Death triggers FDA hold on Foghorn blood cancer clinical trial, shrouding timing of data drop

Death triggers FDA hold on Foghorn blood cancer clinical trial, shrouding timing of data drop

The FDA has sounded a warning about Foghorn Therapeutics’ blood cancer candidate FHD-286, putting a phase 1 clinical trial on a partial hold in response to the death of a patient with potential differentiation syndrome.

FHD-286 is an enzymatic inhibitor of BRG1 and BRM, two proteins that promote cancer cell growth. By blocking the proteins, Foghorn thinks its oral candidate may improve outcomes in patients with relapsed and refractory acute myelogenous leukemia (AML) and myelodysplastic syndrome (MDS). However, the FDA has pushed back the generation of data to support that hypothesis in response to a safety signal.

The partial hold allows patients who are already enrolled in the clinical trial and benefiting from FHD-286 to continue to receive treatment. Foghorn can’t enroll new patients, though, leading it to drop its goal of reporting initial clinical data from the dose-escalation study in the second half of the year.

Officials at the FDA imposed the partial hold after learning of the death of a patient with potential differentiation syndrome. The syndrome is associated with multiple AML and MDS drugs that promote differentiation of myeloblasts into mature cells.
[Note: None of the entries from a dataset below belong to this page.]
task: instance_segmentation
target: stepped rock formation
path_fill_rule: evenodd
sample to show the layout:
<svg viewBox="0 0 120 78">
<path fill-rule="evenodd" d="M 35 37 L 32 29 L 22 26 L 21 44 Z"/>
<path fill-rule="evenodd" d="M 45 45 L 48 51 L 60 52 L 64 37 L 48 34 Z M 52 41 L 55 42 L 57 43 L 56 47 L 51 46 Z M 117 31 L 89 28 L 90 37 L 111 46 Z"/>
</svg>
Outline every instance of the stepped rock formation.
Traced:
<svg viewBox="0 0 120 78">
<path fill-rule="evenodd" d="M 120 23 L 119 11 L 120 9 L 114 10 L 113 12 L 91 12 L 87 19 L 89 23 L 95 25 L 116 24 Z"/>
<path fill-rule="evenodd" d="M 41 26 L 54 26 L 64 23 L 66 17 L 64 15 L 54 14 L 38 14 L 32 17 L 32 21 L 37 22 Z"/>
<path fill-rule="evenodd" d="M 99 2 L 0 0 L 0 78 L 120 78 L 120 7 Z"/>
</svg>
Foghorn is the latest in a series of drug developers to see differentiation syndrome when treating AML and MDS. The FDA put a phase 1b clinical trial of Kura Oncology’s menin inhibitor KO-539 on hold last year after a death potentially linked to differentiation syndrome. Further back, Agios Pharmaceuticals saw cases in recipients of enasidenib and ivosidenib, inhibitors of isocitrate dehydrogenase.

The experiences of Kura and Agios offer encouragement for Foghorn. Kura got its partial clinical hold lifted in two months, while enasidenib and ivosidenib made it to market in the U.S. Bristol Myers Squibb now sells enasidenib as Idhifa, and Servier markets ivosidenib as Tibsovo.

Foghorn has the cash to ride out a delay to its program. With Eli Lilly paying $300 million in January as part of a collaboration, the biotech ended March with more than $400 million in the bank, a sum it said provides “significant cash runway.”